Note that the R-square in g2 is obtained based on S-1y and S-1x, rather than y and x as in model g.
In practice,
we would not know whether ρ equals 0.31041.
We'd need to estimate it from the data.
Our initial estimate is 0.31041, but once we fit our GLS model we'd need to re-estimate ρ as:
> cor((t(sm)%*%g2$res)[-1], (t(sm)%*%g2$res)[-16]) # result using correct residuals, i.e., S*(residual)
[1] 0.3146391
Note that you cannot do this using the residuals of g2 (Why?).
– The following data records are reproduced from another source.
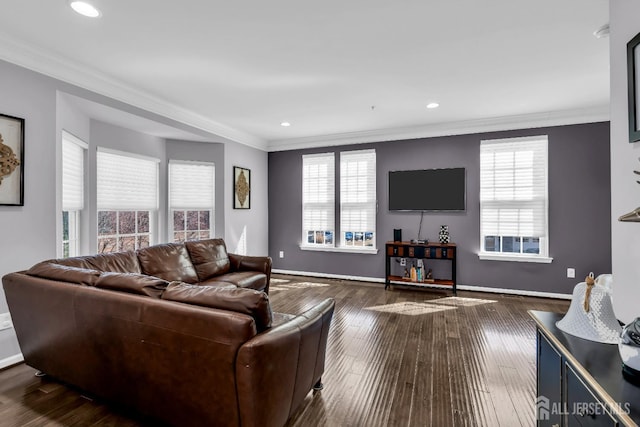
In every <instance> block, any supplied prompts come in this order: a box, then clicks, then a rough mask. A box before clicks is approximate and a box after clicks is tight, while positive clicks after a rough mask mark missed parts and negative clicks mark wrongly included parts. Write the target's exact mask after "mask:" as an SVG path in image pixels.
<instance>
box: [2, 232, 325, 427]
mask: <svg viewBox="0 0 640 427" xmlns="http://www.w3.org/2000/svg"><path fill="white" fill-rule="evenodd" d="M223 249H224V242H222V241H221V240H219V239H212V240H210V241H204V242H187V243H185V244H165V245H157V246H153V247H150V248H146V249H142V250H139V251H137V252H122V253H117V254H103V255H96V256H93V257H78V258H72V259H65V260H55V261H48V262H43V263H39V264H36V265H35V266H34V267H32V268H31V269H30V270H27V271H22V272H16V273H10V274H7V275H6V276H4V277H3V278H2V281H3V285H4V291H5V294H6V298H7V302H8V305H9V310H10V312H11V316H12V318H13V323H14V327H15V331H16V334H17V336H18V341H19V343H20V348H21V350H22V354H23V356H24V358H25V362H26V363H27V364H28V365H30V366H32V367H34V368H36V369H39V370H40V371H42V372H44V373H46V374H48V375H50V376H51V377H53V378H56V379H58V380H61V381H63V382H66V383H69V384H71V385H74V386H76V387H78V388H80V389H81V390H83V391H85V392H87V393H88V394H90V395H93V396H95V397H98V398H102V399H105V400H106V401H108V402H112V403H115V404H118V405H122V406H124V407H127V408H131V409H134V410H136V411H138V412H140V413H142V414H146V415H148V416H150V417H152V418H154V419H157V420H159V421H162V422H165V423H169V424H172V425H180V426H196V425H197V426H282V425H284V424H285V423H286V421H287V419H288V418H289V417H290V416H291V415H293V413H294V412H295V411H296V410H297V409H298V407H299V406H300V404H301V403H302V402H303V400H304V398H305V396H306V395H307V394H308V393H309V392H310V391H311V389H312V388H314V386H315V387H319V386H320V384H321V383H320V380H321V376H322V373H323V372H324V365H325V350H326V345H327V336H328V332H329V325H330V323H331V318H332V315H333V311H334V301H333V300H332V299H327V300H324V301H322V302H320V303H318V304H317V305H315V306H314V307H312V308H311V309H309V310H307V311H305V312H304V313H302V314H300V315H297V316H292V315H286V314H278V313H272V311H271V307H270V304H269V299H268V296H267V294H266V291H268V287H269V275H270V272H271V260H270V259H267V257H242V256H238V255H232V254H229V255H228V256H225V255H226V249H224V250H223ZM185 250H186V251H185ZM226 258H228V262H227V261H226V260H225V259H226ZM150 273H153V275H152V274H150ZM265 278H266V281H265Z"/></svg>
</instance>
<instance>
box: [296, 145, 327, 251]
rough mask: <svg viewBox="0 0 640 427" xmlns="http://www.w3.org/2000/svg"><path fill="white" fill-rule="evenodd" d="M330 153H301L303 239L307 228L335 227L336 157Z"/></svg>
mask: <svg viewBox="0 0 640 427" xmlns="http://www.w3.org/2000/svg"><path fill="white" fill-rule="evenodd" d="M334 159H335V158H334V154H333V153H323V154H310V155H304V156H302V228H303V242H305V243H310V242H309V241H308V240H307V236H308V233H309V232H316V231H318V232H331V233H333V231H334V228H335V160H334Z"/></svg>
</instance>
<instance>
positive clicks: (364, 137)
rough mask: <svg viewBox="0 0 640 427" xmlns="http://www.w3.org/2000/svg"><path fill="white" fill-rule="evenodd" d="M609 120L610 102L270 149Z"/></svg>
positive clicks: (367, 132)
mask: <svg viewBox="0 0 640 427" xmlns="http://www.w3.org/2000/svg"><path fill="white" fill-rule="evenodd" d="M606 121H609V105H604V106H599V107H593V108H582V109H575V110H563V111H551V112H545V113H536V114H522V115H515V116H504V117H496V118H489V119H481V120H465V121H457V122H446V123H436V124H432V125H426V126H414V127H404V128H393V129H377V130H370V131H362V132H348V133H340V134H333V135H320V136H311V137H302V138H290V139H280V140H271V141H269V143H268V148H267V149H268V151H286V150H300V149H305V148H318V147H327V146H336V145H348V144H364V143H368V142H382V141H399V140H404V139H416V138H432V137H438V136H452V135H468V134H473V133H484V132H498V131H507V130H518V129H533V128H541V127H549V126H564V125H574V124H581V123H597V122H606Z"/></svg>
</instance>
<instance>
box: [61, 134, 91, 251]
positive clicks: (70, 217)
mask: <svg viewBox="0 0 640 427" xmlns="http://www.w3.org/2000/svg"><path fill="white" fill-rule="evenodd" d="M65 141H67V142H69V143H71V144H75V145H77V146H78V147H80V148H81V149H82V151H83V152H82V169H83V176H82V199H83V203H82V205H83V206H82V208H81V209H73V210H69V209H67V210H65V207H64V203H63V200H64V194H65V193H64V185H62V194H61V202H60V203H61V206H62V211H61V212H68V213H69V240H64V237H62V230H60V236H61V240H60V244H58V245H57V246H58V249H57V251H59V253H58V255H59V257H62V256H64V243H65V242H67V243H68V244H69V256H70V257H72V256H78V255H80V253H81V249H80V248H81V246H82V242H81V239H82V238H83V237H84V236H82V232H81V230H82V227H81V223H82V219H81V217H82V216H83V213H84V212H85V211H86V210H87V204H86V198H87V195H86V192H87V152H88V150H89V144H87V143H86V142H84V141H83V140H82V139H80V138H78V137H77V136H75V135H73V134H72V133H70V132H68V131H66V130H64V129H62V139H61V144H62V147H64V143H65ZM62 150H63V151H64V148H62ZM61 164H62V167H64V158H63V159H62V161H61ZM62 174H63V175H64V170H63V171H62ZM63 181H64V179H63ZM71 216H73V221H71ZM60 219H62V214H61V217H60ZM60 223H62V222H61V221H60ZM72 225H73V227H72ZM72 242H74V244H73V247H74V249H75V251H72V250H71V249H72Z"/></svg>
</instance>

Check it out:
> cor(g2$res[-1], g2$res[-16]) # result using wrong residuals
[1] 0.1395297
And then,
compute the model again with ρ =0.3564162
the process would be iterated until convergence
This is cumbersome.
A more convenient approach may be found in the "nlme" package, which contains a GLS fitting function. The approach is to
model Σ and
jointly estimate the regression parameters and parameters in Σ using a likelihood-based method.
We will use the approach to fit the model below (remember to add the "nlme" package if you haven't done it):
> library(nlme) # load the "nlme" package.
> help(gls)
# take a look of the document of "gls" command.
Pay some
attention to the "correlation" option.
> year <- longley[,6]
# extract the Year variable
Let us fit the model with correlated errors following an AR(1) structure.
> g3 <- gls(emp~gnp+pop, correlation=corAR1(form=~year))
# Use "help(corClasses)" and
"help(corAR1)" to get more information about correlation structure.
> summary(g3)
# take a look of the fitted
model
Generalized least squares fit by REML
Model: emp ~ gnp + pop
Data: NULL
AIC BIC logLik
44.66377 47.48852 -17.33188
Correlation Structure: AR(1)
Formula: ~year
Parameter estimate(s):
Phi
0.6441692
Coefficients:
Value Std.Error t-value p-value
(Intercept) 101.85813 14.198932 7.173647 0.0000
gnp 0.07207 0.010606 6.795485 0.0000
pop -0.54851 0.154130 -3.558778 0.0035
Correlation:
(Intr) gnp
gnp 0.943
We can see that
the estimated value of ρ is 0.6441692
however, if we check the
confidence intervals for ρ:
> intervals(g3)
# calculate confidence intervals of parameters
Approximate 95% confidence intervals
Coefficients:
lower est. upper
(Intercept) 71.18320461 101.85813306 132.5330615
gnp 0.04915865 0.07207088 0.0949831
pop -0.88149053 -0.54851350 -0.2155365
attr(,"label")
[1] "Coefficients:"
Correlation structure:
lower est. upper
Phi -0.4444668 0.6441692 0.9646106
attr(,"label")
[1] "Correlation structure:"
Residual standard error:
lower est. upper
0.2474787 0.6892070 1.9193820
We see that ρ is not significantly different from zero because its confidence interval contains zero.